Yemen's Houthi rebels, who are backed by Iran and support Hamas against Israel, claimed they had hit two Israeli ships in Bab Al Mandeb, the strait between the Red Sea and the Gulf of Aden, on Sunday. The strait is a key trade route for global shipping and energy supplies.
The Houthis said they attacked the Unity Explorer and Number Nine ships, both of which the group said were Israeli. One of the attacks was a missile attack, while the other one was carried out by a drone, they said.
The operation came after the two ships rejected warning messages, the Houthis said on X.
The Houthis have declared war against Israeli shipping in the Red Sea.
The Yemeni rebel group said its forces will "continue to prevent Israeli ships from navigating the Red and Arab Seas until the Israeli aggression against our brothers in the Gaza Strip".
The two ships that Yemen's Houthi movement claimed to have attacked in the Red Sea had no connection to the state of Israel, Israeli military spokesman Rear Admiral Daniel Hagari said.
The Houthis statement did not mention the USS Carney, and the Pentagon did not identify where it believed the attack came from.
The USS Carney had shot down a drone in an attempted attack against it on Wednesday, the Pentagon said. It downed an Iranian-made KAS-04 drone that had been launched from a Houthi-controlled area of Yemen and was heading towards the warship, the Pentagon said.
The British military also earlier said there had been a suspected drone attack and explosions in the Red Sea, without elaborating.
A US official said the attack began at about 10am in Sanaa, Yemen, and had been going on for as much as five hours.
Global shipping has increasingly been targeted as the Israel-Gaza war threatens to become a wider regional conflict, and attacks continued even as a truce halted fighting and Hamas exchanged hostages for Palestinians detained by Israel.
The US boosted its military presence in the Red Sea, through which about 10 per cent of global trade passes, after the outbreak of the Israel-Gaza war in October.
Since then, the USS Carney has shot down missiles launched from Yemen towards Israel.
The USS Bataan, which can carry troops and helicopters, the USS Carter Hall, and the USS Thomas Hudner are also in the Red Sea.
Last week, the Houthis said that any US measures against them would be considered an act of war.
"Any American escalation will not dissuade us from our principled position on the Palestinian issue, and that any measure that harms the interests of our people will be tantamount to a declaration of war and will be dealt with on this basis," said Mahdi Al Mashat, the head of the Supreme Political Council of the Houthi group.

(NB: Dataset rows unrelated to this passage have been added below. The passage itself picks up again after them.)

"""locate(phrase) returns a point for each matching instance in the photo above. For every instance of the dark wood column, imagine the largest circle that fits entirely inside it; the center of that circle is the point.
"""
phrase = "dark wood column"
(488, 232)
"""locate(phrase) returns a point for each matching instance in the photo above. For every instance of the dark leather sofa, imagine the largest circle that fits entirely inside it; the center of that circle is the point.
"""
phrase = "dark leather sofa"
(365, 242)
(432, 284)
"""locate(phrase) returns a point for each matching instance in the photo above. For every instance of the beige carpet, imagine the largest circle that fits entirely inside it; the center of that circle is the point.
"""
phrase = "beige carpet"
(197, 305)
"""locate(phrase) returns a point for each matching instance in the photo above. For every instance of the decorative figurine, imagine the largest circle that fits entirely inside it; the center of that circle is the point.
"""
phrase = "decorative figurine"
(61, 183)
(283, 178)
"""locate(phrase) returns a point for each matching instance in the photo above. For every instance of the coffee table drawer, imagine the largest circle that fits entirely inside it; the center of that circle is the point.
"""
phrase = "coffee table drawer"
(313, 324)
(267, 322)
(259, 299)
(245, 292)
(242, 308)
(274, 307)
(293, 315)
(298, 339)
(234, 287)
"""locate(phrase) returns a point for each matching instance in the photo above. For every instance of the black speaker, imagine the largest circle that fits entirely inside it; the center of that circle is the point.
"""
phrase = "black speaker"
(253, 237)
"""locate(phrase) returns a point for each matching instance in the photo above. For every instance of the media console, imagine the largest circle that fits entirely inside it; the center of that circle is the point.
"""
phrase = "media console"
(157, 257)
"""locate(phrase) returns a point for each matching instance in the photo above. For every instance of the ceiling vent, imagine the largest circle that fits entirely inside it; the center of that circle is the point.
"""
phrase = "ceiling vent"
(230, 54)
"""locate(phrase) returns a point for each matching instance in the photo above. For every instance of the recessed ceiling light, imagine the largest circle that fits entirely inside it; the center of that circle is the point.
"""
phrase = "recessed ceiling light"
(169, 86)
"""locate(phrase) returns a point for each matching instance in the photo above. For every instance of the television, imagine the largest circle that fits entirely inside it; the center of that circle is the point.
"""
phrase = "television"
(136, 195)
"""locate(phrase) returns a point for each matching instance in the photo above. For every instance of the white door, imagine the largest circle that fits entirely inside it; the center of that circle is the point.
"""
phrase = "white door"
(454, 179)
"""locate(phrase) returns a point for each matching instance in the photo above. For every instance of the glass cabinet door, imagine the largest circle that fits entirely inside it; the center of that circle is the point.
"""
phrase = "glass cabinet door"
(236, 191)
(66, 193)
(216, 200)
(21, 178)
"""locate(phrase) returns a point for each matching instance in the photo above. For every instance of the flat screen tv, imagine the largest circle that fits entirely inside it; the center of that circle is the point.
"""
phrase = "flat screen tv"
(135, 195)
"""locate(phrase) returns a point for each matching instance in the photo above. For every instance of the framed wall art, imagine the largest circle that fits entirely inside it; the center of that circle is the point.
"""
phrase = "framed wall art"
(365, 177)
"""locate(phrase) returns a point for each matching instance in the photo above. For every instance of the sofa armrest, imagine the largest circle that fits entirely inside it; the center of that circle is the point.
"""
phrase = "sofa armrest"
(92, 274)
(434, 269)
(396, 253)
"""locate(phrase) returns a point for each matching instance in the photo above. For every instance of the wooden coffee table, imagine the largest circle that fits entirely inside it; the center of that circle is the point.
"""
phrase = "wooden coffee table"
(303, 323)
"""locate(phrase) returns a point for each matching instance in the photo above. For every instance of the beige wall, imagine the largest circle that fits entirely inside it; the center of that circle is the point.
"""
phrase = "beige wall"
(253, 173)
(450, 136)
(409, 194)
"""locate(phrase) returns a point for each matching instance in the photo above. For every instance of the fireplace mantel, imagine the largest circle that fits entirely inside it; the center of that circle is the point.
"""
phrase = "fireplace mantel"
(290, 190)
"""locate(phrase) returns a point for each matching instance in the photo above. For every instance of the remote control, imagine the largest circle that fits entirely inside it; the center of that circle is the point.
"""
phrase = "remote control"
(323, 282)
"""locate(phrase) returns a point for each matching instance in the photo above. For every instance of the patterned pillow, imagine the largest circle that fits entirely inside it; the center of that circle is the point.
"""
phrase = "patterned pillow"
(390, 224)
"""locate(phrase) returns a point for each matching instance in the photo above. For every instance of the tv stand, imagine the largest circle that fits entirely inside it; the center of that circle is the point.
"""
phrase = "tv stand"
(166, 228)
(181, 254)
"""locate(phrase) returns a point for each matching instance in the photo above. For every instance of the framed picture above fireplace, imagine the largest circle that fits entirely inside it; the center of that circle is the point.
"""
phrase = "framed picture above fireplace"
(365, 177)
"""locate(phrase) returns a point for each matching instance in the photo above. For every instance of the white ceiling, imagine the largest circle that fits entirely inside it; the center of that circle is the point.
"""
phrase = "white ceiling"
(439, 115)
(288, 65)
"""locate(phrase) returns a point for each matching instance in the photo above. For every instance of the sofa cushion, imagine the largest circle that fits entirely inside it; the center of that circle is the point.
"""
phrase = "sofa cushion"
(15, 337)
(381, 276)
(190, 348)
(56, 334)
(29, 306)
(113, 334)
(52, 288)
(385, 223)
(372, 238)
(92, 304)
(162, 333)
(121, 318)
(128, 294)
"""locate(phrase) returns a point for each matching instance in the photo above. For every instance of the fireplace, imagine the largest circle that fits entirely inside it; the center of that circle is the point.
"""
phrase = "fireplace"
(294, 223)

Earlier in November, the Houthis seized a vehicle transport ship also linked to Israel in the Red Sea off Yemen.
The group shared dramatic footage of militants landing on the Galaxy Leader ship and taking the crew hostage.
The rebels still hold the vessel near the port city of Hodeida.
Missiles also landed near another US warship last week after it assisted a vessel linked to Israel that had briefly been seized by gunmen.
However, the Houthis have not claimed any direct attacks against US vessels since October 7.
In 2016, the US launched Tomahawk cruise missiles that destroyed three coastal radar sites in Houthi-controlled territory to retaliate for missiles being fired at US Navy ships, including the USS Mason, at the time.